Posted by Taylor at 4:36 AM
Friday, December 14, 2012
Jordan is like the Dead Sea; It appears to be rather plain and simple, but when you delve in and explore what it has to offer, you experience things that are sometimes painful and uncomfortable, but in the end are rewarding and worth the experience. Upon coming to Jordan, I didn’t have any expectations for how much I would enjoy it, be comfortable in it, or be able to adapt to its environment. From the surface, Jordan appeared to be simple, boring, and too homogenous for the kind of adventurous study abroad experience I was looking for in the Middle East, yet I have come to learn that quite the opposite is true.

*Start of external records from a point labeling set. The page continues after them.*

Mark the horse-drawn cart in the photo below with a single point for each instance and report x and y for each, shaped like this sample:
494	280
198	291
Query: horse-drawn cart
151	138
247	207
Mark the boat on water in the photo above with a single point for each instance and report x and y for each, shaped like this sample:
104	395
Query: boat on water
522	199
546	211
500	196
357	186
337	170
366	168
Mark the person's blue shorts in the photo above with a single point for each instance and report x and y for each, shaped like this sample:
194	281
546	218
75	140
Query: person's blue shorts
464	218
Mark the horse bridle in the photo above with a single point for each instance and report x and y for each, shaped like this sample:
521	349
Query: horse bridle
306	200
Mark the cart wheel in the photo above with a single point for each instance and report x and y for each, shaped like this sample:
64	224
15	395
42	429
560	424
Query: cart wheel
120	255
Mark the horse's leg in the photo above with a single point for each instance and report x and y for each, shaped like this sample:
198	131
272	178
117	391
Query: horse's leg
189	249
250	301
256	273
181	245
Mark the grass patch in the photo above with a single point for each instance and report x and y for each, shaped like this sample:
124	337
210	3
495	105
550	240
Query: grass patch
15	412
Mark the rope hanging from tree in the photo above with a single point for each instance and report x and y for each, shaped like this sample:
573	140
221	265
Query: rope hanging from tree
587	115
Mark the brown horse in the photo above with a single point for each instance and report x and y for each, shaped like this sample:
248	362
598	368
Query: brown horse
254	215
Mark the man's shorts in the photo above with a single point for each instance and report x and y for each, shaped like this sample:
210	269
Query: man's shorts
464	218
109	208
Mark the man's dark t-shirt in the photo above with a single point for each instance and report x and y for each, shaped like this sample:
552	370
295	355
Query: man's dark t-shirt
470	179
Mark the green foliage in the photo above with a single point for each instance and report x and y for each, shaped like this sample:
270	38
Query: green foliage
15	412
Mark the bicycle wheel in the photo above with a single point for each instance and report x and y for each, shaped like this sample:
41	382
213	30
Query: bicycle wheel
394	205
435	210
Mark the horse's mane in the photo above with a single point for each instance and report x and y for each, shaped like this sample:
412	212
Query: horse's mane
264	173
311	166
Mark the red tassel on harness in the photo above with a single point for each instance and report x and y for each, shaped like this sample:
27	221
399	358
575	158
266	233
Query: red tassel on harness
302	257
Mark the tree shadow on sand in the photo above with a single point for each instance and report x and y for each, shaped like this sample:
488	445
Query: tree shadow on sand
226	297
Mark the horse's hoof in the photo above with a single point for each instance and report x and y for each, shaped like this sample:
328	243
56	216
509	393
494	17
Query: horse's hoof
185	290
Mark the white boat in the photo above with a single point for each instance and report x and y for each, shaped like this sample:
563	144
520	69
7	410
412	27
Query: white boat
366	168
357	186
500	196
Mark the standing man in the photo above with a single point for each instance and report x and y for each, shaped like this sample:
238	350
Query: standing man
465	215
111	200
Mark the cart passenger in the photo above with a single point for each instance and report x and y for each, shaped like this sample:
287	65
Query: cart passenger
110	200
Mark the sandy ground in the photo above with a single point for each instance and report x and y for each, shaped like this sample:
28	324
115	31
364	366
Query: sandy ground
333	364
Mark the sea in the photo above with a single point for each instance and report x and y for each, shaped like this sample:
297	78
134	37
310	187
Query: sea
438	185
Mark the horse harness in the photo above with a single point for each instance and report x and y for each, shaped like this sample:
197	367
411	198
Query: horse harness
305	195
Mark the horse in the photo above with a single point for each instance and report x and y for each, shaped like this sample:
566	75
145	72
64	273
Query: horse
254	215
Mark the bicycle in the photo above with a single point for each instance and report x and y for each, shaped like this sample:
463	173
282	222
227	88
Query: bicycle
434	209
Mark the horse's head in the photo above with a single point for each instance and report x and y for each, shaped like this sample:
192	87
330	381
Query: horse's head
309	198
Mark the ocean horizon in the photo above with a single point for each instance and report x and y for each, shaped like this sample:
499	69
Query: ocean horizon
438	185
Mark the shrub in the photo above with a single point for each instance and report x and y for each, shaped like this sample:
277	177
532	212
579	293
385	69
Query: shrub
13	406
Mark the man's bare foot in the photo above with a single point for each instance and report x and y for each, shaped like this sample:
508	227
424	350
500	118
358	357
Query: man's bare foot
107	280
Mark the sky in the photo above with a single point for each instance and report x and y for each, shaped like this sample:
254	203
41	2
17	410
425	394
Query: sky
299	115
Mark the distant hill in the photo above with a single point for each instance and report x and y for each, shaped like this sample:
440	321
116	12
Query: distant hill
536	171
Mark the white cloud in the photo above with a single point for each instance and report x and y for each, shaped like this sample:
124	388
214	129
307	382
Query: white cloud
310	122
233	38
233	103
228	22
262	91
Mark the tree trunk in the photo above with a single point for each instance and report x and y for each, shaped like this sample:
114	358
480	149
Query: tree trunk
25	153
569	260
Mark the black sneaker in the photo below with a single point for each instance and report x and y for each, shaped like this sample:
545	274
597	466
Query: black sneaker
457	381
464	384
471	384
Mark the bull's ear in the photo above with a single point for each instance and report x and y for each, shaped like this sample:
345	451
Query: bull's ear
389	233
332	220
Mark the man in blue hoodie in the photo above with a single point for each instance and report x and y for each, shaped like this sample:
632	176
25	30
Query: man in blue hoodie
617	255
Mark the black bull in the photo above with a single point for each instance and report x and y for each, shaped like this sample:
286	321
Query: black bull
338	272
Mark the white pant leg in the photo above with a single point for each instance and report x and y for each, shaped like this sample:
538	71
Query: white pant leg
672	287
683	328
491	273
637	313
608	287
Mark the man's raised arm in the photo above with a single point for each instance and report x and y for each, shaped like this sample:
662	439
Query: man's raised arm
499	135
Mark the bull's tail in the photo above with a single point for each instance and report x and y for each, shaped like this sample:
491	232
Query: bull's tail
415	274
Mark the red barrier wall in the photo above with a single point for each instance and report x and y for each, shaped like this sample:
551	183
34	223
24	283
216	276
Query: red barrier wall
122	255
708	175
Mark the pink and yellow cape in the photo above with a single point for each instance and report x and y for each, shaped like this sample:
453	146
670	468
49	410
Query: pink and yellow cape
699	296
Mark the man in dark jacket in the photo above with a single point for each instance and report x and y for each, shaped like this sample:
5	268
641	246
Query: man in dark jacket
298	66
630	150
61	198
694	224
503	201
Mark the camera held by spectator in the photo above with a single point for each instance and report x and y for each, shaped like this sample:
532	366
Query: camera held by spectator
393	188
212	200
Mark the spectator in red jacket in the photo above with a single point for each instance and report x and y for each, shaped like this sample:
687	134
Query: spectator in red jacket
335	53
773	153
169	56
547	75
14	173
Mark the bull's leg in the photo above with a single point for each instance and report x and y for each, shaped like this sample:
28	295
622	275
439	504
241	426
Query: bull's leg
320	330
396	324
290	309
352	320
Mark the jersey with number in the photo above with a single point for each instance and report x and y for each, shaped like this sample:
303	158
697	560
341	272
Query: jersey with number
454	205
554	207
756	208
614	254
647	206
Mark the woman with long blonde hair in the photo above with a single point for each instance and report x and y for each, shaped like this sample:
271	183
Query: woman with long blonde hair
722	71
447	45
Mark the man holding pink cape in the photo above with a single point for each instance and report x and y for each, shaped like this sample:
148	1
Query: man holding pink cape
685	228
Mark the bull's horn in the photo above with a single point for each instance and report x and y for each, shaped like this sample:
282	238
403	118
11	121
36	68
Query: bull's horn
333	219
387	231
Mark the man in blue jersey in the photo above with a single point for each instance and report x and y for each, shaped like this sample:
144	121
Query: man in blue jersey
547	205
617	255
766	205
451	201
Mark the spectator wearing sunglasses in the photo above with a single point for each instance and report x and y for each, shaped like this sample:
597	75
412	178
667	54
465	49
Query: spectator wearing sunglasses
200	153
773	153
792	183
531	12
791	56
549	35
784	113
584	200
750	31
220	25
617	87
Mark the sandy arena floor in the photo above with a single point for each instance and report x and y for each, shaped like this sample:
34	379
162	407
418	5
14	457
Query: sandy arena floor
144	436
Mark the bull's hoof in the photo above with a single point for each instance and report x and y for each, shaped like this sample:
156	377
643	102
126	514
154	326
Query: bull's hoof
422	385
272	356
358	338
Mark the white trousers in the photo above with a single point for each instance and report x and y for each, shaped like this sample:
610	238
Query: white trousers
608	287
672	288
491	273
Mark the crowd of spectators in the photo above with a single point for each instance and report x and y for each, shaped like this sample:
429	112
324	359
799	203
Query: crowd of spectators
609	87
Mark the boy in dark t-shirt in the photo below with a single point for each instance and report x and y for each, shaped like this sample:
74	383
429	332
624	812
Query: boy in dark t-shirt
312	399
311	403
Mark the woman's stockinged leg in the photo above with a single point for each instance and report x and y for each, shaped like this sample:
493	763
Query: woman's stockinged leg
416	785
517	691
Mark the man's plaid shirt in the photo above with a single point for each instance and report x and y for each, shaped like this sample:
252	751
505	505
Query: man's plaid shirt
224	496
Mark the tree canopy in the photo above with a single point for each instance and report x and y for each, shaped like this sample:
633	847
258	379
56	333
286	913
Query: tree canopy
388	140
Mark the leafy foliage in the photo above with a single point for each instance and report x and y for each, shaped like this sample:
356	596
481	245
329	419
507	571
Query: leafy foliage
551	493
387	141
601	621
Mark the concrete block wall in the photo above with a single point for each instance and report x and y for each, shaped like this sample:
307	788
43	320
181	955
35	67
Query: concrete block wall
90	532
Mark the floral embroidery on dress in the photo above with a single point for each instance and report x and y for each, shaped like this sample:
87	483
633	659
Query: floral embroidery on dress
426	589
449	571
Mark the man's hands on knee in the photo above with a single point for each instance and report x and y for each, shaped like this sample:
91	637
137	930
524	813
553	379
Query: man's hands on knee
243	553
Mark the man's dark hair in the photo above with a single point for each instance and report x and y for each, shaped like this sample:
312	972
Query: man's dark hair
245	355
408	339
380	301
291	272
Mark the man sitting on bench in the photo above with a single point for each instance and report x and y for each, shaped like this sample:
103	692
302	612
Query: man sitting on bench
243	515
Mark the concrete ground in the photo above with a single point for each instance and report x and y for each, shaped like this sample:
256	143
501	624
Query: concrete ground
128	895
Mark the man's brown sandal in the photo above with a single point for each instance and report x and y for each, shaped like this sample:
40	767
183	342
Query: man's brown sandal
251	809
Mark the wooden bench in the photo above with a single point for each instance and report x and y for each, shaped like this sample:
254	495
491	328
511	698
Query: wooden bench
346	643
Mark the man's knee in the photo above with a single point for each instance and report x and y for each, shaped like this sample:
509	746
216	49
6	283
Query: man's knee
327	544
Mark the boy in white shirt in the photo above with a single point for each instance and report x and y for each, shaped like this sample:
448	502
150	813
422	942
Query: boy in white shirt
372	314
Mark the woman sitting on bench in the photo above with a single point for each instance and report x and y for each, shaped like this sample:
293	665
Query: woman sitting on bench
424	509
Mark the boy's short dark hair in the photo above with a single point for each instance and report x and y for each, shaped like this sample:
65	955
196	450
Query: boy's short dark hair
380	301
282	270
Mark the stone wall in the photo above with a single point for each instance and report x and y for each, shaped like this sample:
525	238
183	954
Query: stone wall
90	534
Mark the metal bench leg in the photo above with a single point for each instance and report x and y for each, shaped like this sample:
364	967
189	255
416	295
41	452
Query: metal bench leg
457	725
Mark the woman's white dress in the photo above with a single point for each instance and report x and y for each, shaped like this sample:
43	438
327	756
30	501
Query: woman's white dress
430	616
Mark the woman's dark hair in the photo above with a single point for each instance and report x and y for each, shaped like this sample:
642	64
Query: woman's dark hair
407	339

When you first enter the salty water of the Dead Sea, it stings and is uncomfortable, but once you allow yourself to let go of the discomfort, one is able to float and enjoy the experience, similar that of the Jordanian culture. One of the most difficult things that I have had to learn to adjust to in Jordan is the stigma that is attached to being a foreigner, especially being a woman. Woman are perceived as easy, and I feel that there is a huge lack of respect given towards foreign women. Even if you are dressed conservatively, and try to behave as a Jordanian woman would (looking down, avoiding eye contact, and hiding your emotions in public), you will still receive constant cat calls, animal noises, and other disrespectful behavior. It’s degrading, exhausting, and some days extremely frustrating. Now that I have learned to except the reality and not take their actions personally, I am able to ignore the initial discomfort, let go, and float.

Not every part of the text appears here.